RevertSam (SANITIZE=TRUE) via pipe leads to SAMException

FPBarthelFPBarthel HoustonMember ✭✭
edited May 2018 in Ask the GATK team

I am experiencing a similar problem here as previously reported: https://gatkforums.broadinstitute.org/gatk/discussion/10406/strange-revertsam-error

Running
samtools view -br {READGROUP_ID} {SAMPLE_BAM} | gatk RevertSam --INPUT=/dev/stdin --OUTPUT={OUTPUT}
Works fine

Adding additional parameters to RevertSam results in an error:

samtools view -br {READGROUP_ID} {SAMPLE_BAM} | gatk RevertSam --INPUT=/dev/stdin --OUTPUT={OUTPUT} --RESTORE_ORIGINAL_QUALITIES=true --VALIDATION_STRINGENCY=SILENT --ATTRIBUTE_TO_CLEAR=AS --ATTRIBUTE_TO_CLEAR=FT --ATTRIBUTE_TO_CLEAR=CO --ATTRIBUTE_TO_CLEAR=XT --ATTRIBUTE_TO_CLEAR=XN --ATTRIBUTE_TO_CLEAR=OC --ATTRIBUTE_TO_CLEAR=OP --SANITIZE=true --SORT_ORDER=queryname --MAX_DISCARD_FRACTION=0.05

Exception in thread "main" htsjdk.samtools.SAMException: Cannot determine candidate qualities: no qualities found.

I have not tested each parameter individually, but I made the following observations:

samtools view -br {READGROUP_ID} {SAMPLE_BAM} | gatk RevertSam --INPUT=/dev/stdin --OUTPUT={OUTPUT} --RESTORE_ORIGINAL_QUALITIES=true

Works fine

samtools view -br {READGROUP_ID} {SAMPLE_BAM} | gatk RevertSam --INPUT=/dev/stdin --OUTPUT={OUTPUT} --SANITIZE=true

Results in a SAMException

P.S. tests were done using small ~300 kb sized BAM file publicly available, happy to share to easily reproduce error

N.B. using GATK 4.0.2.1

Tagged:

Best Answer

Answers

  • shleeshlee CambridgeMember, Broadie ✭✭✭✭✭

    @FPBarthel, can you see if you get the same Cannot determine candidate qualities: no qualities found. error if you run the Picard tool alone?

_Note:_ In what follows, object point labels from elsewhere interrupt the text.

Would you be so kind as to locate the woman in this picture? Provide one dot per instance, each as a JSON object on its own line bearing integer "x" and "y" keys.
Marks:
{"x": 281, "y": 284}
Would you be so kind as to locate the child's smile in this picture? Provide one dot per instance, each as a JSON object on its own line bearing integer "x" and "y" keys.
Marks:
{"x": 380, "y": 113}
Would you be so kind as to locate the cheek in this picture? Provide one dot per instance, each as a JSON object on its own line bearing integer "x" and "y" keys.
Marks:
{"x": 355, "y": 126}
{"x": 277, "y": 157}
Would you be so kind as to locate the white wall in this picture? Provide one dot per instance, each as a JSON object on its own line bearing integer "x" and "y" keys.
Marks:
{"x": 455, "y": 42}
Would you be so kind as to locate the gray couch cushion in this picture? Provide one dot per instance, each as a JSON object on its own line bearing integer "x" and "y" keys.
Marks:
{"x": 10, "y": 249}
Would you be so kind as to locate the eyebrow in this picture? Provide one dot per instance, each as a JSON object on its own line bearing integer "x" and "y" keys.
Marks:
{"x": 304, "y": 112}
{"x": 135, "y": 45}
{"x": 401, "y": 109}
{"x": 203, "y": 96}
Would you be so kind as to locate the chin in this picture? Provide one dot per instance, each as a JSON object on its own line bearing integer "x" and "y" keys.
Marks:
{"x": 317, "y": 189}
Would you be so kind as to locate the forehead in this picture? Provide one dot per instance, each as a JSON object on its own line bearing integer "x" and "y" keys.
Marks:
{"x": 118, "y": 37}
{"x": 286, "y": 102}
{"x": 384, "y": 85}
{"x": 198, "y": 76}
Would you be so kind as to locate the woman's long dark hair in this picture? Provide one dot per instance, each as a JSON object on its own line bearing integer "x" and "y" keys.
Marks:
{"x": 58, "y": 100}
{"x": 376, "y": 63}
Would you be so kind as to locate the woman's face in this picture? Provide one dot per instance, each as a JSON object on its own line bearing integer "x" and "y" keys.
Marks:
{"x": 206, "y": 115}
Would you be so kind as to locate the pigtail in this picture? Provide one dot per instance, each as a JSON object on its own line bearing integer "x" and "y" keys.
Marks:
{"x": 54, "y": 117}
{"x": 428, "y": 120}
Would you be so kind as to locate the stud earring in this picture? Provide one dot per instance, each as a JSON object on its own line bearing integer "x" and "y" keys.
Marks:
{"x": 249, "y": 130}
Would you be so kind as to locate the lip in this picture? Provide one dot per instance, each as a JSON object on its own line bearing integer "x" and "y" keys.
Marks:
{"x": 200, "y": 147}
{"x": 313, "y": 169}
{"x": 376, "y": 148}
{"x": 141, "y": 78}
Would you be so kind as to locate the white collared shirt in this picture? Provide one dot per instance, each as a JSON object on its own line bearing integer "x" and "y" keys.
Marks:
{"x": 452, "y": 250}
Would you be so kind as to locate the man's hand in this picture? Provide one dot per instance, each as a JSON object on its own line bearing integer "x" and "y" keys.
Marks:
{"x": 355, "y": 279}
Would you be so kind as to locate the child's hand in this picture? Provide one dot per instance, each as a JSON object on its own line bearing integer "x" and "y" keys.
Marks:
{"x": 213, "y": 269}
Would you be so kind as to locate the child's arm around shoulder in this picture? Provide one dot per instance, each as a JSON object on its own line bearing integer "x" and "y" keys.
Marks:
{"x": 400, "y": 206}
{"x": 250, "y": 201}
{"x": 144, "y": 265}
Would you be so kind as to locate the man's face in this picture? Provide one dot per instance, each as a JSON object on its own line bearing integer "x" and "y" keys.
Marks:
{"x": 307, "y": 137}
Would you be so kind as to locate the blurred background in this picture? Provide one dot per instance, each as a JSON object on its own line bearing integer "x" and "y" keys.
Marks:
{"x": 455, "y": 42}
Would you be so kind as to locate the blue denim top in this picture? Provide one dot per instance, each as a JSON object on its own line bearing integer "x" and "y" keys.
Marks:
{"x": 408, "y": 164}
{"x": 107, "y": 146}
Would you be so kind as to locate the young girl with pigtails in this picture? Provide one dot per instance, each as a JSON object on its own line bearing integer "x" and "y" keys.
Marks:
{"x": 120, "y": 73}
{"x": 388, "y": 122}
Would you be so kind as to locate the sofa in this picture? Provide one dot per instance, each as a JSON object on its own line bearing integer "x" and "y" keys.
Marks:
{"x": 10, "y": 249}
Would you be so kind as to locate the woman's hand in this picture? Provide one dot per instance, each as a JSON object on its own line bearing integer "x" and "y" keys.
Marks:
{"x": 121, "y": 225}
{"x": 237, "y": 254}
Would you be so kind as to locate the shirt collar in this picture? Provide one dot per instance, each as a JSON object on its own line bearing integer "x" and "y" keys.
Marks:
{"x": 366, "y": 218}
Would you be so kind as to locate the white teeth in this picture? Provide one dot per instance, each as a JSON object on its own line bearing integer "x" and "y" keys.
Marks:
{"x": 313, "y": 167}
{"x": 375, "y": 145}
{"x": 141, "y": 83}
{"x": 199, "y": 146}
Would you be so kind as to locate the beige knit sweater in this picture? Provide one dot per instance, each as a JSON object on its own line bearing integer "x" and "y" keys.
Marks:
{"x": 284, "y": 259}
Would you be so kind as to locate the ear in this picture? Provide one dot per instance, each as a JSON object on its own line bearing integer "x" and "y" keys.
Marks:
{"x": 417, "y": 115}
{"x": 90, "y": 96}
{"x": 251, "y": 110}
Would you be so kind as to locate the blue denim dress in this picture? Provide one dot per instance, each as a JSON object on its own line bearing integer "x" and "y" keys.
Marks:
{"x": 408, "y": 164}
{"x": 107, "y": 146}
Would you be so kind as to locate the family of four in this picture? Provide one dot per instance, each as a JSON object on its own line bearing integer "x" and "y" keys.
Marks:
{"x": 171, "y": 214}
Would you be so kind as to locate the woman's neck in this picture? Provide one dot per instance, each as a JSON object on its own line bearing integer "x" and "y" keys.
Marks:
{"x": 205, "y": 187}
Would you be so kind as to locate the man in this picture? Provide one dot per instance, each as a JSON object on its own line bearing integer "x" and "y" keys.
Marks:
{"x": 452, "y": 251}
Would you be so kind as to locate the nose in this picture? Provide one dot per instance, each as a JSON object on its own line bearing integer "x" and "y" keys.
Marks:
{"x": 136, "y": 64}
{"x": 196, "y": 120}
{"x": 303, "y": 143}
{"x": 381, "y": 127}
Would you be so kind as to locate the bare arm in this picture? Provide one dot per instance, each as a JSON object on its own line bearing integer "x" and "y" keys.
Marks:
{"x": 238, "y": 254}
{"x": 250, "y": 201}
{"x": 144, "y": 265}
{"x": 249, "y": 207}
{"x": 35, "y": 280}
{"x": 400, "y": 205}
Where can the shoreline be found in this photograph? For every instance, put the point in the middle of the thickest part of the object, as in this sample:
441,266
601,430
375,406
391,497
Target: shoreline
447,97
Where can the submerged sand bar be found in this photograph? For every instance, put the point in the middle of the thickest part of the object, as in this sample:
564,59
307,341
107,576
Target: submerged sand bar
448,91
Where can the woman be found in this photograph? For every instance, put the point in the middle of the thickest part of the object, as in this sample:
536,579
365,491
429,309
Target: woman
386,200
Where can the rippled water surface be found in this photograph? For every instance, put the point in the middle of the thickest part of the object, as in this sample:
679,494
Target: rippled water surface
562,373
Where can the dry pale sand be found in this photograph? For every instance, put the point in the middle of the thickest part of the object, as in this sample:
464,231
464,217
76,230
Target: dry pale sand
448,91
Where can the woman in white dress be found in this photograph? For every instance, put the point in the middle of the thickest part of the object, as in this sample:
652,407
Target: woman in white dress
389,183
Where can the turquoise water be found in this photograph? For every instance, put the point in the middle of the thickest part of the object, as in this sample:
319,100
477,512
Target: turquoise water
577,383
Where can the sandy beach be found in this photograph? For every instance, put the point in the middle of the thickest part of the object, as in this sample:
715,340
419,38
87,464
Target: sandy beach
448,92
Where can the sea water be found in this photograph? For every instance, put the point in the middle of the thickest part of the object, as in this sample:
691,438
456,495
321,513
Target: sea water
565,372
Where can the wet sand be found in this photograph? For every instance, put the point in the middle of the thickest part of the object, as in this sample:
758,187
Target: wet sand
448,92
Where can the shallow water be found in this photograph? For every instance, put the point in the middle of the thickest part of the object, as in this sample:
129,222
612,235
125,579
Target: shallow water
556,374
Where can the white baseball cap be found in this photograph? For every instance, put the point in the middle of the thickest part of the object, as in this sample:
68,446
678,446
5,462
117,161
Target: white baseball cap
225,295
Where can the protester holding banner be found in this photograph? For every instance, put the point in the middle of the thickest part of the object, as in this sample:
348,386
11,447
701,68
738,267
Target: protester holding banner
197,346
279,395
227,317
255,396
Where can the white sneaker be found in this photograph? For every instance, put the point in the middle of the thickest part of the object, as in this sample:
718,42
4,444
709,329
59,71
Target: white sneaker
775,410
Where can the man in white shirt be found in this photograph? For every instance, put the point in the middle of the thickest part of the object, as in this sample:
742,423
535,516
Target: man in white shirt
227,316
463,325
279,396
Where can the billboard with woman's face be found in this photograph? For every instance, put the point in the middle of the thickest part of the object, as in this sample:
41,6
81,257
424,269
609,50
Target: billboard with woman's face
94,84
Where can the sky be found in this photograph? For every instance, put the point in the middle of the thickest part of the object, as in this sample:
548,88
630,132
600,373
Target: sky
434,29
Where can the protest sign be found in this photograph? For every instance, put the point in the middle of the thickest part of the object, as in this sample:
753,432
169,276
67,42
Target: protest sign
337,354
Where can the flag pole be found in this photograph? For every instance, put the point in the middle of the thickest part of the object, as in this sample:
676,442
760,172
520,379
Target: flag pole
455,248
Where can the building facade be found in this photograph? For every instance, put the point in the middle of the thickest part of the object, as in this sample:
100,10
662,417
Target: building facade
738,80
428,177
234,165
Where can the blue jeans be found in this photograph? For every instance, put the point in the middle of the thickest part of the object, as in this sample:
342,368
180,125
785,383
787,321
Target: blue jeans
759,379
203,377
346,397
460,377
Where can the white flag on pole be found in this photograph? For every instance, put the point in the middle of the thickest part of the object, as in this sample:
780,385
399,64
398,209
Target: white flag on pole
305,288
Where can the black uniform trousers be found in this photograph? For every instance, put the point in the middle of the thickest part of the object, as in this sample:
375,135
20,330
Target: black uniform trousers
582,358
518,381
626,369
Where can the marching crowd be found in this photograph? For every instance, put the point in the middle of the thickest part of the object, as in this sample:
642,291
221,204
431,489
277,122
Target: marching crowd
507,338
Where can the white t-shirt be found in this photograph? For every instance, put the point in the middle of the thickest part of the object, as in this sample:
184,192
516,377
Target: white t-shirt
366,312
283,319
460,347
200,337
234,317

I suspect this has to do with the --RESTORE_ORIGINAL_QUALITIES=true parameter. Do your reads have the OQ tag?

  • FPBarthelFPBarthel HoustonMember ✭✭
    edited May 2018

    Reading the error message that's what I suspected too, but oddly enough running RevertSam alone or piped RevertSam with --RESTORE_ORIGINAL_QUALITIES=true alone (as mentioned above) work without issue, regardless of whether OQ tag is present. The issue seems be caused by --SANITIZE=true.

    Does not work

    samtools view -br {READGROUP_ID} {SAMPLE_BAM} | gatk RevertSam --INPUT=/dev/stdin --OUTPUT={OUTPUT} --SANITIZE=true --RESTORE_ORIGINAL_QUALITIES=true 
    

    Does not work

    samtools view -br {READGROUP_ID} {SAMPLE_BAM} | gatk RevertSam --INPUT=/dev/stdin --OUTPUT={OUTPUT} --SANITIZE=true --RESTORE_ORIGINAL_QUALITIES=false 
    

    Works

    samtools view -br {READGROUP_ID} {SAMPLE_BAM} | gatk RevertSam --INPUT=/dev/stdin --OUTPUT={OUTPUT} --SANITIZE=false --RESTORE_ORIGINAL_QUALITIES=true 
    

    Works

    samtools view -br {READGROUP_ID} {SAMPLE_BAM} | gatk RevertSam --INPUT=/dev/stdin --OUTPUT={OUTPUT} --SANITIZE=false --RESTORE_ORIGINAL_QUALITIES=false 
    
  • shleeshlee CambridgeMember, Broadie ✭✭✭✭✭

    Hi @FPBarthel.

    This behavior is expected. When you set --SANITIZE=true:

    output sort order is queryname and will always cause sorting to occur

    Which means the process can no longer be streamed.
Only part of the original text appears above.